Arts & Culture
5:06 pm
Fri February 28, 2014

Wisconsin Man One of Country's Few Harness Makers

Lake Effect's material culture contributor Gianofer Fields interviews harness maker Richard Savatski.

If you're looking for a true horseman, look no further than Richard Savatski, who lives just outside of Waterloo, Wis.

The harness maker grew up on a farm and spent most of his life working with huge draft horses called Belgians. He also built fancy wagons for the Circus World Museum in Baraboo and drove teams of draft horses in their parades.

He says an ad in a local farm trade paper got him off the farm and into harness-making - his retirement "hobby" he began at 58.

Savatski says being around work-horses all his life, he learned early on how to repair their harnesses - and that made making them easy. But the old machines that fill his shop haven't always cooperated.

That's why Savatski's made some "minor" adjustments to them over the years. The creasing machine looks like an old wringer washer, but instead of a hand crank, Savatski attached an electric drill.

“There was a crank on it and I don’t like the ideal of cranking that so I put the drill on it. That thing saves a lot of labor, and that thing turns hard," he says.

His sewing machine is made of iron. It’s heavy, black and goes by the name Union Lock when it behaves. Savatski has another name for it when it doesn’t.

“There was a lot of these machines all over. Every harness shop had on or two of ‘em. And when I got it…that’s been my biggest problem. It’s a temperamental machine. What little religion I got it almost wrecked that a couple times," he says. 

Savatski says he can’t stand sitting still and spends up to eight hours a day in his shop. When he’s working on his harnesses, Savatski says his mind often wanders – reaching what material culture academics call transformative state or flow.

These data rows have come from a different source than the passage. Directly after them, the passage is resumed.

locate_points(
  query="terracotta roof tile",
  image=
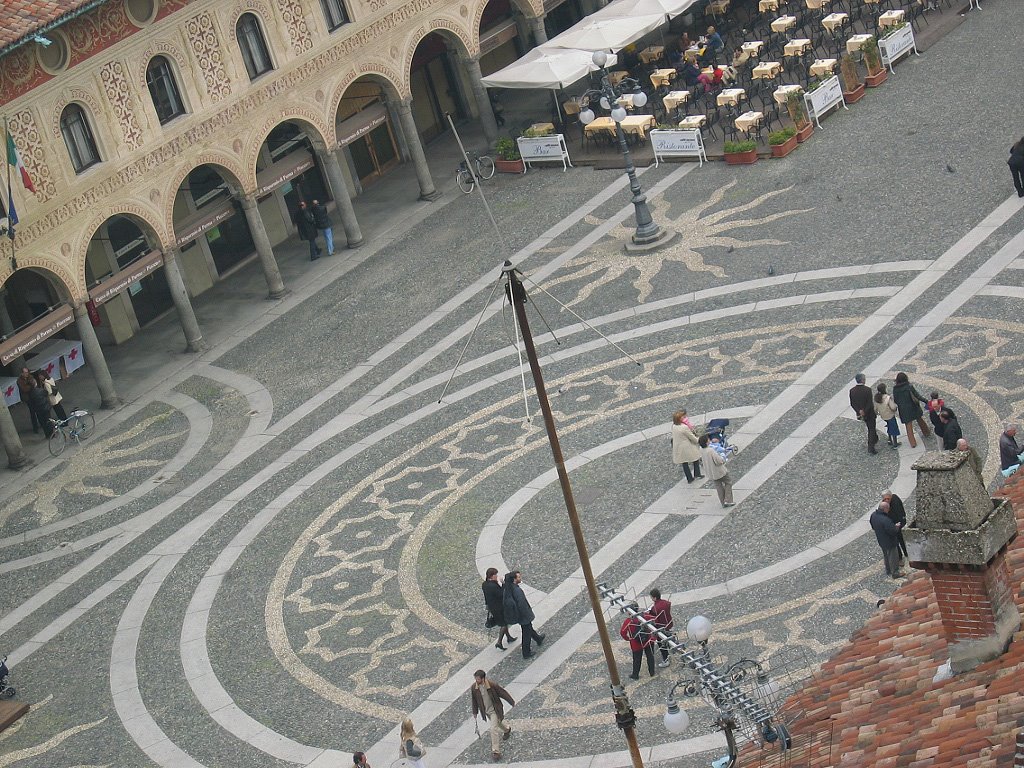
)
(19, 18)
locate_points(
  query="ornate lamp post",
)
(648, 235)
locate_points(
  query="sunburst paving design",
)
(607, 261)
(87, 464)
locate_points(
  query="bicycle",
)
(484, 169)
(78, 426)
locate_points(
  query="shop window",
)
(78, 137)
(163, 90)
(253, 45)
(334, 13)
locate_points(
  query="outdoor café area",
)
(668, 70)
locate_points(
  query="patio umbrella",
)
(545, 68)
(604, 33)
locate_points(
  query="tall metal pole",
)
(625, 717)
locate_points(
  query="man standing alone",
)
(863, 406)
(486, 696)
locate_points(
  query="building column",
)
(427, 189)
(94, 357)
(537, 27)
(179, 295)
(11, 440)
(274, 285)
(339, 190)
(487, 121)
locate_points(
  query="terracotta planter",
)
(510, 166)
(741, 158)
(873, 81)
(780, 151)
(855, 95)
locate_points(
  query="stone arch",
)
(146, 218)
(227, 166)
(306, 118)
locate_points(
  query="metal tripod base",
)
(663, 239)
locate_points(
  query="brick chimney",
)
(960, 538)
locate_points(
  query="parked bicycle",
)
(77, 426)
(480, 167)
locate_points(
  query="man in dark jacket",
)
(307, 228)
(886, 531)
(518, 610)
(951, 431)
(1009, 449)
(486, 697)
(897, 513)
(863, 406)
(323, 220)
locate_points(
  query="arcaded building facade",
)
(169, 141)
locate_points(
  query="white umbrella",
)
(545, 68)
(608, 34)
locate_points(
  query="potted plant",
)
(877, 74)
(853, 89)
(740, 153)
(798, 114)
(782, 142)
(509, 160)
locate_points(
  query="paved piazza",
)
(275, 554)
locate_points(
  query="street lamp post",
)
(648, 235)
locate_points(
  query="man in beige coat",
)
(717, 471)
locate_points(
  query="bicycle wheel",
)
(57, 441)
(83, 425)
(484, 166)
(466, 180)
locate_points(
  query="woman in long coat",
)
(908, 402)
(684, 446)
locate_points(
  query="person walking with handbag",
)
(412, 748)
(485, 696)
(908, 402)
(518, 610)
(496, 607)
(684, 446)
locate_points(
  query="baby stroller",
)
(716, 429)
(6, 691)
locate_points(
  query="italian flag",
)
(15, 160)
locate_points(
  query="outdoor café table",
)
(835, 20)
(748, 120)
(766, 70)
(855, 42)
(651, 53)
(822, 67)
(674, 98)
(783, 23)
(783, 91)
(891, 18)
(796, 47)
(662, 77)
(731, 96)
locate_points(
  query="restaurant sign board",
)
(131, 274)
(677, 143)
(35, 334)
(824, 97)
(545, 148)
(897, 44)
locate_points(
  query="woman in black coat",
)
(493, 598)
(908, 402)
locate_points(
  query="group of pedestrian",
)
(905, 404)
(41, 395)
(311, 220)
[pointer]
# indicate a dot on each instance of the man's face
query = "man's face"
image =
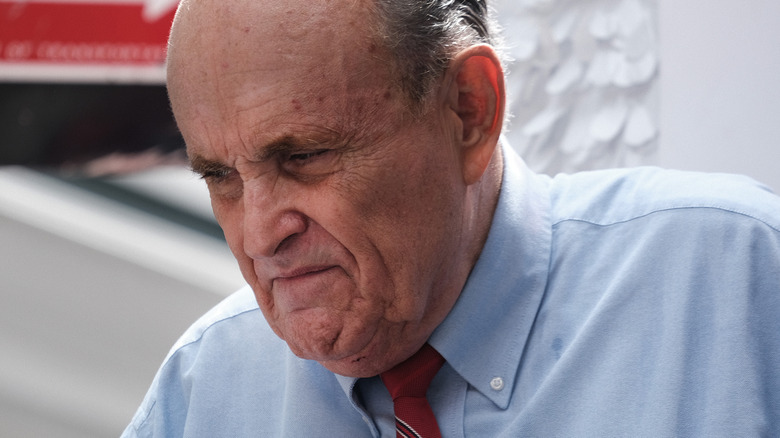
(344, 213)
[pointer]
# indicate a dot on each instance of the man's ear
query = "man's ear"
(476, 95)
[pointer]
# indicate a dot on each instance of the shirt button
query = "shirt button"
(497, 383)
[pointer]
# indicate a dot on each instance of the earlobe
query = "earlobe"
(479, 105)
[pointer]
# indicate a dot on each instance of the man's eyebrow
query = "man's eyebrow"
(288, 143)
(203, 166)
(281, 146)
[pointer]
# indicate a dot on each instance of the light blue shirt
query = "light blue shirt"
(622, 303)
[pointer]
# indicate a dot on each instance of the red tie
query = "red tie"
(408, 382)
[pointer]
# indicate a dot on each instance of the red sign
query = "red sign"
(94, 38)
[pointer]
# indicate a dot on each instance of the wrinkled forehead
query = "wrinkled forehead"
(282, 44)
(254, 25)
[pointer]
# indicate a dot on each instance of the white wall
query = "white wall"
(720, 86)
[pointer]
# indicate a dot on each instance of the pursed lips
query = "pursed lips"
(303, 272)
(304, 287)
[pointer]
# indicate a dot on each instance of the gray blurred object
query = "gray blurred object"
(583, 82)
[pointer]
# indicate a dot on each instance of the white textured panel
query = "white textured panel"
(582, 83)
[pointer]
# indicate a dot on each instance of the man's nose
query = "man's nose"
(270, 219)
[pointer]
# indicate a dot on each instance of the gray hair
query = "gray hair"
(424, 35)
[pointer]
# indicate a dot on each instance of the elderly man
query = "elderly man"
(352, 153)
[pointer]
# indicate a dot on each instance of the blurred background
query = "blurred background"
(109, 248)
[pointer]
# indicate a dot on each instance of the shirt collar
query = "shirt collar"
(484, 335)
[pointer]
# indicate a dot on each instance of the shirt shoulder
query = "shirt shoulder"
(614, 196)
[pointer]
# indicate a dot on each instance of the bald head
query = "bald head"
(355, 220)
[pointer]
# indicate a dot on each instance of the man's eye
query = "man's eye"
(303, 156)
(215, 174)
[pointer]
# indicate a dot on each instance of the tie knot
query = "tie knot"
(412, 377)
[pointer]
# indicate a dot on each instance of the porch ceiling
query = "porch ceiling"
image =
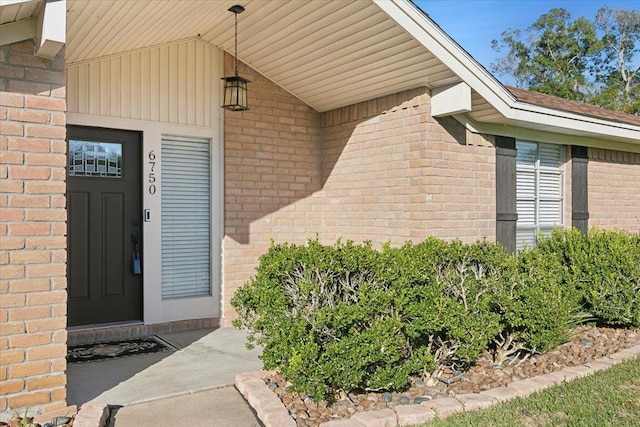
(18, 10)
(328, 53)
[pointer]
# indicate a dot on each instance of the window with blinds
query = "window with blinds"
(186, 217)
(539, 190)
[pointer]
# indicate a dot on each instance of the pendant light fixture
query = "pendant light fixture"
(235, 87)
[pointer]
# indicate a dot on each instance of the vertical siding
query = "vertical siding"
(171, 83)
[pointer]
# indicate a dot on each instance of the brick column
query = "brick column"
(33, 296)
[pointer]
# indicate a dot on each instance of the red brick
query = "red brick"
(11, 328)
(11, 99)
(46, 187)
(9, 357)
(46, 270)
(28, 201)
(46, 298)
(52, 132)
(11, 271)
(30, 399)
(12, 243)
(48, 382)
(52, 324)
(26, 313)
(11, 387)
(55, 77)
(11, 157)
(30, 340)
(29, 172)
(12, 301)
(30, 285)
(12, 187)
(46, 215)
(29, 229)
(46, 103)
(30, 257)
(59, 242)
(29, 369)
(47, 352)
(22, 86)
(30, 116)
(29, 144)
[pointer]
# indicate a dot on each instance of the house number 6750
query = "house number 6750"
(152, 175)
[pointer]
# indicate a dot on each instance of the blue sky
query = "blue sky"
(474, 23)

"Sure, you keep your mind on what you’re doin’ but…I got an evil old mind once in a while and it all depends on who I’m thinking about or whatever," he says.

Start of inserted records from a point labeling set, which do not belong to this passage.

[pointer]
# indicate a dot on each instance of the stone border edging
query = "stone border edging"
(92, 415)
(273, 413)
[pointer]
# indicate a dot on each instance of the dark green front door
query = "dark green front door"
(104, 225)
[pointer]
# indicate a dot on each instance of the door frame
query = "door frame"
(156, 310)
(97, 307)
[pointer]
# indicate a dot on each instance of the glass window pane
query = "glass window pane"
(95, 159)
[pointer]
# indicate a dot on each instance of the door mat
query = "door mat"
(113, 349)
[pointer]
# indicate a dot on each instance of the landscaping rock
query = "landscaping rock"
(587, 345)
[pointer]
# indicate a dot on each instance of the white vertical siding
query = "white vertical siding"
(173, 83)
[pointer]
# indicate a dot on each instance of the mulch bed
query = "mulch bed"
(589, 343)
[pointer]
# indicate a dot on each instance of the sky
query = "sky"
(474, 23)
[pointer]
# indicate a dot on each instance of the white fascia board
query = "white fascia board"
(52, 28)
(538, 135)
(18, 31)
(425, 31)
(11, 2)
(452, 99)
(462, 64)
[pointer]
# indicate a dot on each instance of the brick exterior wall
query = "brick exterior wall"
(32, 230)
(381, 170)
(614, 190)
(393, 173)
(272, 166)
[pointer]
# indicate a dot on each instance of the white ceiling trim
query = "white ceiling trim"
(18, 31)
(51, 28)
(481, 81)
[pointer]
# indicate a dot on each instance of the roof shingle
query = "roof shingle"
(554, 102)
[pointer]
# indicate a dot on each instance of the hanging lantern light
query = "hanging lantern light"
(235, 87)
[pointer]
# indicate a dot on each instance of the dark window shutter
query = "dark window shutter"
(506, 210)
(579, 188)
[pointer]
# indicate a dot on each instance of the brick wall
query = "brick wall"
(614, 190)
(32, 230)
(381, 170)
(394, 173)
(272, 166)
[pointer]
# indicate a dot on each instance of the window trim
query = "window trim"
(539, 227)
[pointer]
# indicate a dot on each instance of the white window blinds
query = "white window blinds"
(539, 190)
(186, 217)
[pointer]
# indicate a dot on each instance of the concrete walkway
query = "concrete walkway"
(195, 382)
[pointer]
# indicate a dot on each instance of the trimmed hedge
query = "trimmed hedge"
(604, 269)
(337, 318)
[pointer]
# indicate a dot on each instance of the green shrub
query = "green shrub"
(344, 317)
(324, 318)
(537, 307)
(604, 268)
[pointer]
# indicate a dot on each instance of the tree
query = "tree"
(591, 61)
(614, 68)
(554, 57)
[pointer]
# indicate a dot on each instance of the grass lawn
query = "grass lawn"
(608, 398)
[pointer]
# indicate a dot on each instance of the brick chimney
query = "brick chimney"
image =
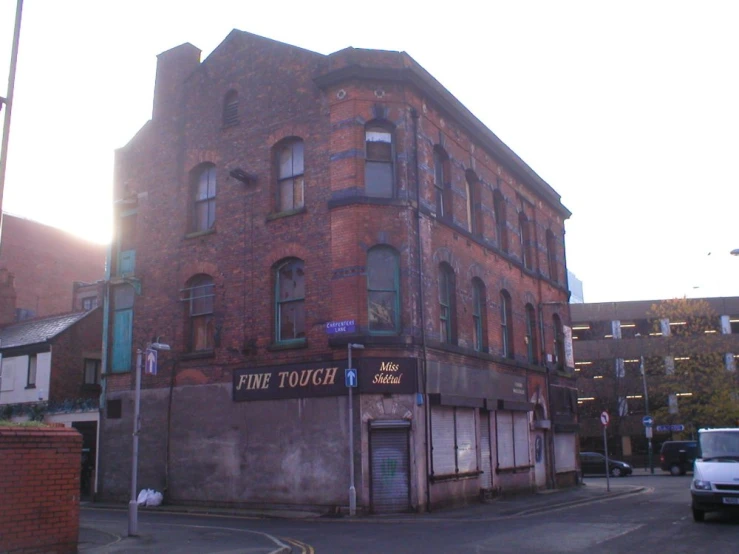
(7, 297)
(173, 67)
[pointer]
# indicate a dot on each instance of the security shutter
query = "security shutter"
(442, 440)
(564, 451)
(390, 469)
(521, 438)
(486, 479)
(466, 440)
(504, 434)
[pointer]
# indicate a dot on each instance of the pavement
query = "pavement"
(101, 535)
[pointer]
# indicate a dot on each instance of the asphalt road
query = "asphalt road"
(656, 520)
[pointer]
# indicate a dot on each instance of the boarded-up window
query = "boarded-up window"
(290, 180)
(378, 166)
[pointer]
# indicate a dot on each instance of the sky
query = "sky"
(629, 110)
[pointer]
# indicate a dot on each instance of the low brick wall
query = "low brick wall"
(39, 489)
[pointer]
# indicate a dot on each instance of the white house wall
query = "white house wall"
(15, 377)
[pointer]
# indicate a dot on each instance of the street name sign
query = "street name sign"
(333, 327)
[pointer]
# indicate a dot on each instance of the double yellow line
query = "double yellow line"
(304, 548)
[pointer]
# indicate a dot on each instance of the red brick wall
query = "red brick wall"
(278, 98)
(46, 262)
(68, 352)
(39, 488)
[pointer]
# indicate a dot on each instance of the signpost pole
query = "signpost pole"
(352, 489)
(604, 418)
(608, 473)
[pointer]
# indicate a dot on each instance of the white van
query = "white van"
(715, 484)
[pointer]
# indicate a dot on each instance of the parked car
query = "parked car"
(593, 463)
(677, 457)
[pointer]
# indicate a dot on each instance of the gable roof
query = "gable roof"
(35, 331)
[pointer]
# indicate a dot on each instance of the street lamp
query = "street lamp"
(133, 506)
(352, 490)
(648, 430)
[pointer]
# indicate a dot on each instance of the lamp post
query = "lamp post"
(352, 490)
(133, 506)
(646, 408)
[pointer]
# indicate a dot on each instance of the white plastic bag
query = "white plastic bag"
(149, 497)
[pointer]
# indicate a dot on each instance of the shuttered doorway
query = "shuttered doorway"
(390, 471)
(486, 479)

Savatski designs his thick leather harnesses specifically to give the driver control over the horses, like the entire steering system in a car. But they are not plain black leather made just for working; they are shiny, beautiful showstoppers - what Savatski calls "handsome."

“Why do women need a wedding dress to go to a wedding? They could go in a pair of overalls! Well, same thing here. If you gonna go out in the bright lights, you want to look dressed up, don’t cha?" he says. "We’re horse people. We like to see them all dressed up hooked to these wagons, fancy wagons and that so it looks nice for the crowd.”

Savatski is one of only a handful of harness makers in the country. It’s a skill that for some commands a high price, but not Savatski. He is a man from a certain generation where you speak plainly, stand your ground, and if somebody needs your help, you help them.

"I’m a Pollack. I come up on the lower end in school. I was a red F student and I never got up in the ruts that far, I guess. I haven’t got anything against a rich man or a poor man. I lie to be on a even keel with everybody," he says. "I say I helped a lot of people who would have never bought a harness. I made more people like him happy because they could afford me."

Savatski realizes that he can’t do this forever and when he hangs up his hat, he hopes his son will pick up the trade.

“He says he’s gonna learn, but he never comes here to help build harness. Then he said a while ago, 'I gotta come out there and help build harness pretty soon.' He’s gonna get this when I’m gone. When I’m outta here. It’s gonna go by him," Savatski says.

But for now, Savatski is still working. He says he can still drive a team of horses, build the wagons, and make the harnesses he needs to steer them - even at the age of 87.